And then he points me to the evidence: “Anybody who wants to know about Shakespeare can just walk into 201 East Capitol Street in Washington.” I’m hoping this is where Dan Brown discovered the Freemason’s Pyramid, but it turns out to be the Folger Library, the largest repository of Shakespeare material in the world.
The Folger’s director is a sharp, affable man who claims his name is Michael Witmore. We sit on university chairs in his book-lined office, and he seems like someone with nothing to hide. (He’s that good.)
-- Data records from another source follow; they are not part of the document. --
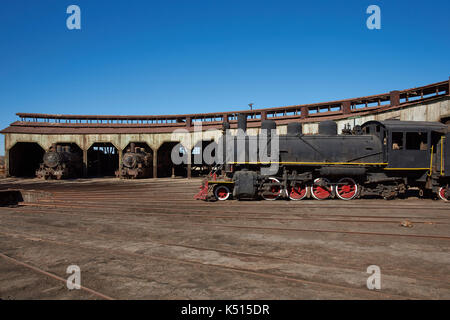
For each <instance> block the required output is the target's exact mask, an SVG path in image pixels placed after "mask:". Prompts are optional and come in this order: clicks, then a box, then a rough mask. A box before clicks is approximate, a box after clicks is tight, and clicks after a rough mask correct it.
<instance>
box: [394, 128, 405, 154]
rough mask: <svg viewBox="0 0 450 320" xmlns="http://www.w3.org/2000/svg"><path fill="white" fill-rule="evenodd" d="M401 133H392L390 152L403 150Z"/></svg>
mask: <svg viewBox="0 0 450 320" xmlns="http://www.w3.org/2000/svg"><path fill="white" fill-rule="evenodd" d="M403 145H404V144H403V132H392V150H403Z"/></svg>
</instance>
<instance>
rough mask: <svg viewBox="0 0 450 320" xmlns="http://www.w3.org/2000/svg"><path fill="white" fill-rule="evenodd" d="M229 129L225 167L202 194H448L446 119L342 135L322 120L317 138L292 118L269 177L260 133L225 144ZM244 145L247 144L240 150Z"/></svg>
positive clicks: (355, 197) (375, 129)
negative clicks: (257, 134)
mask: <svg viewBox="0 0 450 320" xmlns="http://www.w3.org/2000/svg"><path fill="white" fill-rule="evenodd" d="M229 127H230V126H229V123H224V136H223V138H222V139H221V141H220V142H219V144H222V146H223V157H222V158H221V159H218V163H222V165H221V166H220V167H217V168H216V172H214V173H211V174H210V176H209V178H208V179H206V180H205V181H204V183H203V186H202V188H201V191H200V192H199V193H198V194H197V195H196V198H197V199H203V200H214V199H216V200H227V199H230V198H232V197H233V198H235V199H238V200H239V199H258V198H263V199H266V200H275V199H279V198H286V199H290V200H301V199H305V198H309V197H312V198H314V199H317V200H324V199H330V198H334V197H337V198H339V199H342V200H351V199H355V198H358V197H361V196H369V195H372V196H381V197H383V198H385V199H391V198H395V197H398V196H405V195H406V191H407V190H408V188H417V189H418V190H419V194H420V196H424V195H427V194H428V195H430V194H434V195H437V196H438V197H439V198H441V199H443V200H448V199H449V197H450V189H449V183H450V130H449V126H448V125H445V124H442V123H438V122H422V121H399V120H387V121H368V122H366V123H364V124H363V125H362V126H355V127H354V128H353V130H350V129H349V128H346V129H345V130H343V132H342V134H338V132H337V124H336V123H335V122H333V121H323V122H320V123H319V133H318V134H316V135H304V134H303V133H302V126H301V124H300V123H290V124H288V126H287V134H284V135H279V136H277V138H278V139H279V152H278V154H277V155H276V157H275V160H273V159H272V160H271V161H272V163H273V162H274V161H275V162H276V163H277V164H278V170H277V172H275V173H272V174H270V175H267V174H266V173H264V170H263V169H264V168H266V167H267V166H268V165H269V163H268V162H267V161H262V160H261V159H260V158H259V153H258V152H259V149H260V148H261V144H256V145H257V146H258V148H257V149H255V148H253V149H252V148H251V147H250V145H251V143H250V141H251V140H260V139H261V134H260V135H257V136H248V135H246V134H244V135H242V134H241V135H237V136H233V138H232V141H233V143H231V145H227V142H226V141H230V140H226V139H225V136H226V132H228V130H226V129H228V128H229ZM261 129H262V132H270V130H272V131H271V132H274V131H273V130H275V129H276V123H275V122H274V121H271V120H265V121H263V122H262V126H261ZM238 130H241V132H245V131H246V117H245V116H244V115H239V116H238ZM228 134H229V133H228ZM273 138H274V137H272V139H273ZM270 139H271V138H270V134H269V139H268V140H267V145H263V148H267V150H268V151H269V152H268V153H270ZM239 144H241V145H245V148H237V147H236V146H239ZM230 148H233V150H232V149H230ZM250 150H252V151H250ZM231 151H233V152H231ZM229 153H231V154H232V156H231V157H230V156H228V154H229ZM255 153H256V154H258V155H256V154H255ZM251 159H253V160H251ZM254 159H257V160H256V161H255V160H254Z"/></svg>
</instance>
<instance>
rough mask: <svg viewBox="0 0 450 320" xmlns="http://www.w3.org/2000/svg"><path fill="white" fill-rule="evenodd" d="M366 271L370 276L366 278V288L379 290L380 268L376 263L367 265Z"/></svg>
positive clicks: (373, 289)
mask: <svg viewBox="0 0 450 320" xmlns="http://www.w3.org/2000/svg"><path fill="white" fill-rule="evenodd" d="M367 273H369V274H370V276H369V277H368V278H367V289H369V290H375V289H376V290H381V269H380V267H379V266H377V265H370V266H368V267H367Z"/></svg>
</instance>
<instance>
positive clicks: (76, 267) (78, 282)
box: [66, 265, 81, 290]
mask: <svg viewBox="0 0 450 320" xmlns="http://www.w3.org/2000/svg"><path fill="white" fill-rule="evenodd" d="M66 273H67V274H70V276H69V277H68V278H67V281H66V286H67V289H69V290H73V289H77V290H80V289H81V269H80V267H79V266H77V265H70V266H68V267H67V270H66Z"/></svg>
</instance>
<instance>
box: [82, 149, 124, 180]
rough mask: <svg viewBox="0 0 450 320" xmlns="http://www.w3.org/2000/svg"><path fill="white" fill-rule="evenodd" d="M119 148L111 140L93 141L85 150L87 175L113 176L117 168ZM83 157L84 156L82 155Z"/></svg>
mask: <svg viewBox="0 0 450 320" xmlns="http://www.w3.org/2000/svg"><path fill="white" fill-rule="evenodd" d="M121 153H122V152H121V150H120V149H118V148H117V147H116V146H115V145H114V144H113V143H111V142H95V143H93V144H92V145H91V146H90V147H89V149H87V150H86V158H87V166H86V167H87V170H86V171H87V172H86V173H87V175H88V176H91V177H105V176H114V175H115V171H116V170H117V169H118V168H119V163H120V160H121V157H120V154H121ZM83 158H84V156H83Z"/></svg>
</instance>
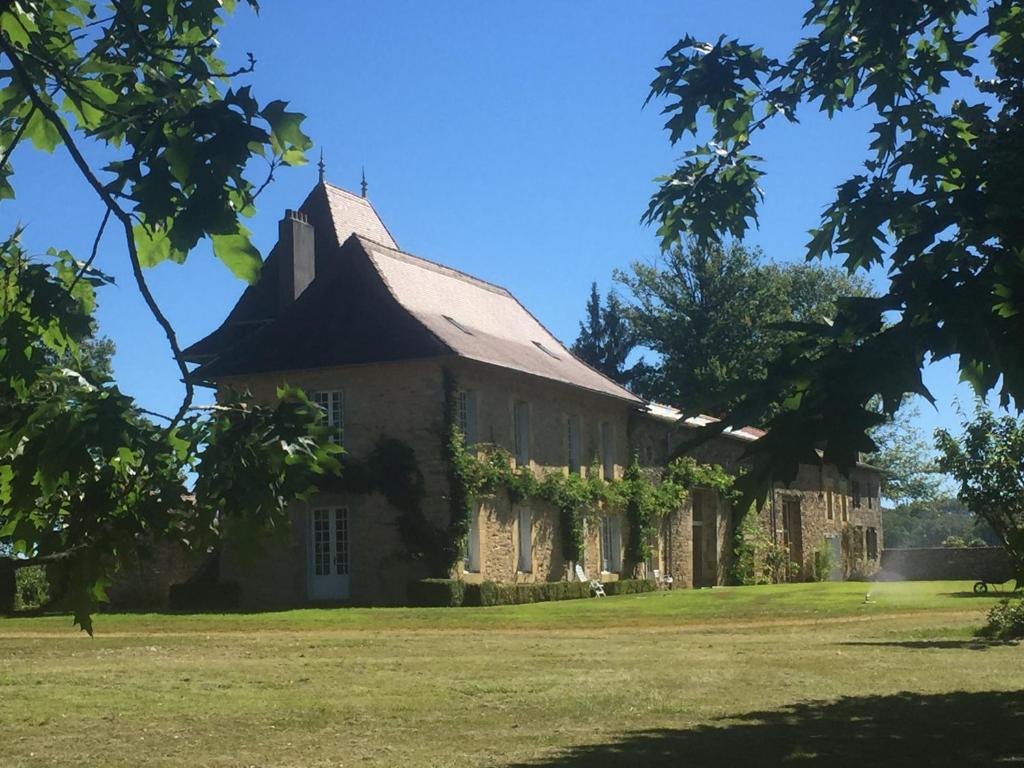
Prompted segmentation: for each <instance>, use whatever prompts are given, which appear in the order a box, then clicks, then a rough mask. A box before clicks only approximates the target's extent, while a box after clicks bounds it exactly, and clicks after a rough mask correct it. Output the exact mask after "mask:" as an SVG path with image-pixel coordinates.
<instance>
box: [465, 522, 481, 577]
mask: <svg viewBox="0 0 1024 768" xmlns="http://www.w3.org/2000/svg"><path fill="white" fill-rule="evenodd" d="M463 567H464V568H465V569H466V570H469V571H473V572H475V571H478V570H479V569H480V510H479V509H477V508H476V506H475V505H474V506H473V509H472V510H470V513H469V534H468V535H467V536H466V557H465V559H464V561H463Z"/></svg>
“As a Shakespeare scholar,” he tells me, “I do not lie awake at night worried about who really wrote these plays.” No, of course not. Not with Bigfoot on the loose and the world about to end Nov. 11. “It’s intellectually dishonest to doubt documentary evidence on the assumption that other evidence will show up to disprove what we have. But if you feel, against all possible evidence, that you can find a piece of paper saying that Shakespeare could write about events that occurred after his death, you can go ahead. But I wouldn’t get very excited about your proposal. In the same way that I wouldn’t get very excited about your proposal to prove that Shakespeare based his comedies on 1970s TV sitcoms.”
Of course . . . I hadn’t even thought of that before: The Henry Winkler Theory.
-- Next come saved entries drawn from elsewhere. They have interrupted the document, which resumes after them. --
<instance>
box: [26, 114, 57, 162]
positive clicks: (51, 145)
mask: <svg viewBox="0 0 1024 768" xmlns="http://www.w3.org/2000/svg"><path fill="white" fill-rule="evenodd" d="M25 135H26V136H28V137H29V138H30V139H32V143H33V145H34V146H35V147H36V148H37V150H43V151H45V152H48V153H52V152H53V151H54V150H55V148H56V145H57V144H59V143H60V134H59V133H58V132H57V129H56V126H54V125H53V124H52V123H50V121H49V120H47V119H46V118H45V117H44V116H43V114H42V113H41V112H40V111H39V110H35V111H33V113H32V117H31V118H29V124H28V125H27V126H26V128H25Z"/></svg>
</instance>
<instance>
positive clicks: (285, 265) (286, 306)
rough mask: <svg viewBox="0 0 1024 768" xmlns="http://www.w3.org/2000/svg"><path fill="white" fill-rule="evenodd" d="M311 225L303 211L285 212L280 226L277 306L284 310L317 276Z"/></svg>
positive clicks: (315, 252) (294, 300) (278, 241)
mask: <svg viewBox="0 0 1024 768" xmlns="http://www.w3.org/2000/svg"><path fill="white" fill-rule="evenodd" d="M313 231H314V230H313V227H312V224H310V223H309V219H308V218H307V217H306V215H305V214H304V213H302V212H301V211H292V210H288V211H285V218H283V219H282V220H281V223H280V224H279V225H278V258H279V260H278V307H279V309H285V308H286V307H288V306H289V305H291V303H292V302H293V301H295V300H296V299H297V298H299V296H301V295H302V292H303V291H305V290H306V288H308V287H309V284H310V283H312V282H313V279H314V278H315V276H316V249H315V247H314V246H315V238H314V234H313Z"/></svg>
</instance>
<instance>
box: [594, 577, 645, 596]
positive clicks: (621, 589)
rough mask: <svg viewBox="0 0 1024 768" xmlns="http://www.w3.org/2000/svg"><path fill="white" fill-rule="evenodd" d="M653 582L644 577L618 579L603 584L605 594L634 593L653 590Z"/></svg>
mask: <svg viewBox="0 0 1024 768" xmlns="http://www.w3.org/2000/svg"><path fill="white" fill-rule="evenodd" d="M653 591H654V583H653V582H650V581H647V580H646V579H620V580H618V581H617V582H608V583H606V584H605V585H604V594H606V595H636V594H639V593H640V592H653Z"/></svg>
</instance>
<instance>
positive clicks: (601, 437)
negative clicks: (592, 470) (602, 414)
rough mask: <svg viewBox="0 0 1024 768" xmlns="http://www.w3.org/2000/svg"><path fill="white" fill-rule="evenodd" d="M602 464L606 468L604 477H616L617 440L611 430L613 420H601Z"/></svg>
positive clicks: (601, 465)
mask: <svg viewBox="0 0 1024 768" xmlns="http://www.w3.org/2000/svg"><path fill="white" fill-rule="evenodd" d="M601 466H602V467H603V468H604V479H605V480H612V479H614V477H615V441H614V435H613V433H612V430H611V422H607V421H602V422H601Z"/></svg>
Eric Rasmussen, a professor of English at the University of Nevada, is a regular Robert Langdon of the Shakespearean world. He’s spent years sleuthing around the globe for rare Shakespeare documents. Why, I ask him, do we persist in arguing about who wrote “Hamlet” and “Twelfth Night” and “Midsummer Night’s Dream”?
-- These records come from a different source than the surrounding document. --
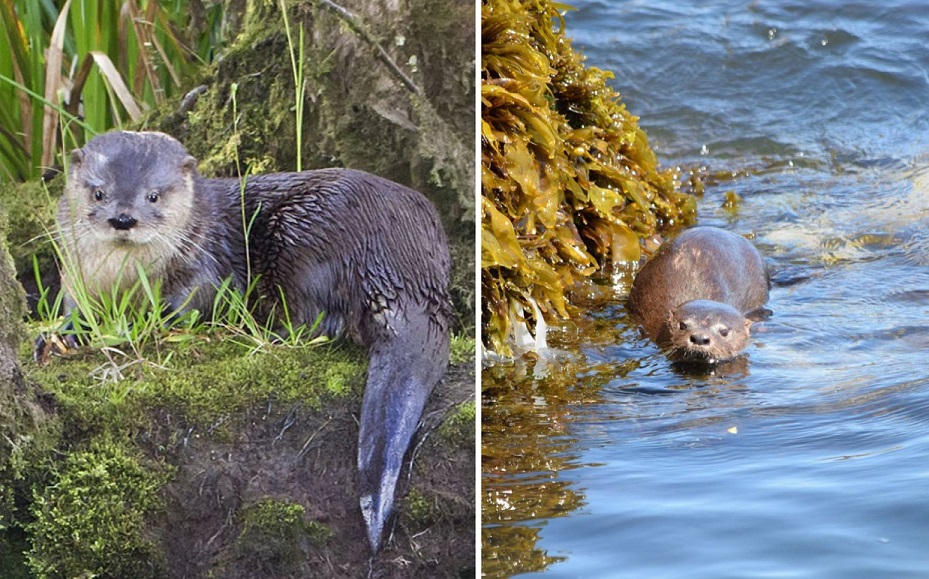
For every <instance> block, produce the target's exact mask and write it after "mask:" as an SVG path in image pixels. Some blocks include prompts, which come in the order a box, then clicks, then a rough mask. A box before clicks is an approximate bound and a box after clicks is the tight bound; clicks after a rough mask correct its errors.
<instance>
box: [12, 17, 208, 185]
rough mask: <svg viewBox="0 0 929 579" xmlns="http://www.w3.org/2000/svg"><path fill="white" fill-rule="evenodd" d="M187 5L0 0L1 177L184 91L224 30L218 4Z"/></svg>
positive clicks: (60, 160)
mask: <svg viewBox="0 0 929 579" xmlns="http://www.w3.org/2000/svg"><path fill="white" fill-rule="evenodd" d="M194 4H196V6H198V7H199V6H202V4H201V3H199V2H196V3H195V2H194V1H193V0H161V1H158V0H96V1H92V2H91V1H82V0H77V1H72V0H5V1H4V2H0V183H2V182H4V181H26V180H29V179H34V178H37V177H39V176H41V175H42V174H43V173H44V172H45V171H47V170H48V169H50V168H52V167H54V166H58V167H60V166H61V165H62V162H61V161H62V159H61V156H60V152H61V151H63V150H68V149H71V148H74V147H76V146H79V145H80V144H81V143H82V142H83V140H84V139H86V138H89V137H91V136H93V135H94V134H97V133H101V132H105V131H107V130H109V129H112V128H114V127H119V126H121V125H122V124H123V123H124V122H126V121H127V120H129V119H133V120H135V119H138V118H139V117H140V116H141V115H142V114H143V113H144V111H145V110H147V109H149V108H151V107H153V106H157V105H158V104H160V103H162V102H164V101H165V100H166V99H168V98H170V97H171V96H172V95H174V94H178V93H179V92H181V91H183V90H185V87H184V85H183V79H184V78H186V77H188V76H190V75H191V74H192V73H193V72H194V71H196V70H197V68H198V67H199V66H200V64H201V63H205V62H210V61H212V59H213V58H214V57H215V55H216V53H217V51H218V50H219V49H220V48H221V47H222V46H223V45H224V36H225V29H224V24H223V3H221V2H215V3H211V4H210V5H208V6H206V10H205V13H203V14H199V11H196V10H194ZM195 12H196V13H197V17H196V20H197V21H196V22H194V24H197V27H196V28H195V29H194V28H193V27H191V26H190V24H191V23H192V22H191V19H193V18H194V16H193V15H194V14H195ZM182 31H190V32H187V33H186V34H187V35H186V36H185V33H184V32H182ZM77 119H82V120H81V121H80V122H77Z"/></svg>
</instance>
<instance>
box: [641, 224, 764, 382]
mask: <svg viewBox="0 0 929 579" xmlns="http://www.w3.org/2000/svg"><path fill="white" fill-rule="evenodd" d="M769 288H770V280H769V277H768V271H767V268H766V267H765V264H764V260H763V258H762V257H761V253H759V251H758V250H757V249H755V246H753V245H752V244H751V243H749V241H748V240H746V239H745V238H743V237H740V236H738V235H735V234H734V233H730V232H728V231H725V230H723V229H718V228H716V227H694V228H692V229H687V230H685V231H683V232H682V233H681V234H680V235H678V236H677V237H676V238H674V239H673V240H671V241H668V242H666V243H664V244H662V246H661V247H659V248H658V251H657V252H655V255H653V256H652V257H651V259H649V260H648V261H647V262H645V265H644V266H642V269H641V271H639V273H638V275H636V277H635V280H634V281H633V284H632V291H631V293H630V295H629V301H628V307H629V310H630V311H631V312H632V313H633V315H635V316H636V318H638V320H639V321H640V322H641V324H642V327H643V328H644V329H645V333H646V334H648V336H649V337H650V338H651V339H652V340H654V341H655V342H656V343H658V345H659V346H661V347H662V348H663V349H664V350H665V352H666V353H667V354H668V357H669V358H671V359H672V360H674V361H680V362H699V363H705V364H717V363H719V362H725V361H728V360H731V359H733V358H735V357H736V356H738V355H739V353H740V352H742V350H744V349H745V348H746V347H748V343H749V328H750V327H751V325H752V322H751V320H750V319H748V318H746V314H749V313H751V312H753V311H756V310H758V309H760V308H761V306H763V305H764V304H765V303H766V302H767V301H768V290H769Z"/></svg>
“You have these sublimely beautiful creations that you think only a supernatural being could have created,” he says. “It immediately suggests, ‘Could it really have been a country hick that didn’t go to college?’ The best analysis, I think, is: A welfare mother couldn’t have written ‘Harry Potter.’ And maybe 400 years from now, someone will say that.” (You heard it here first, folks.)
There’s something almost religious about the de Vere argument, he suggests. “It’s foolish to say, ‘Prove to me that your God exists.’ And that’s the way it is with this. There’s no proof that de Vere wrote these plays. But you can’t disprove it; therefore, it’s plausible. How can I respond to that?”
I know someone who can. Harvard professor Stephen Greenblatt’s biography of the Bard was a bestseller for months in 2004. He hasn’t seen “Anonymous,” but he knows the enemy well.
“It seems hilarious for Americans to buy this argument,” he says. “Why would we think that only people who have the right bloodlines can write these plays? It’s a strange but familiar quality of the human imagination that you can write about kings and presidents without being related to one. Why Americans are drawn to this is a mystery to me.”
Ah, a mystery. I like the sound of that.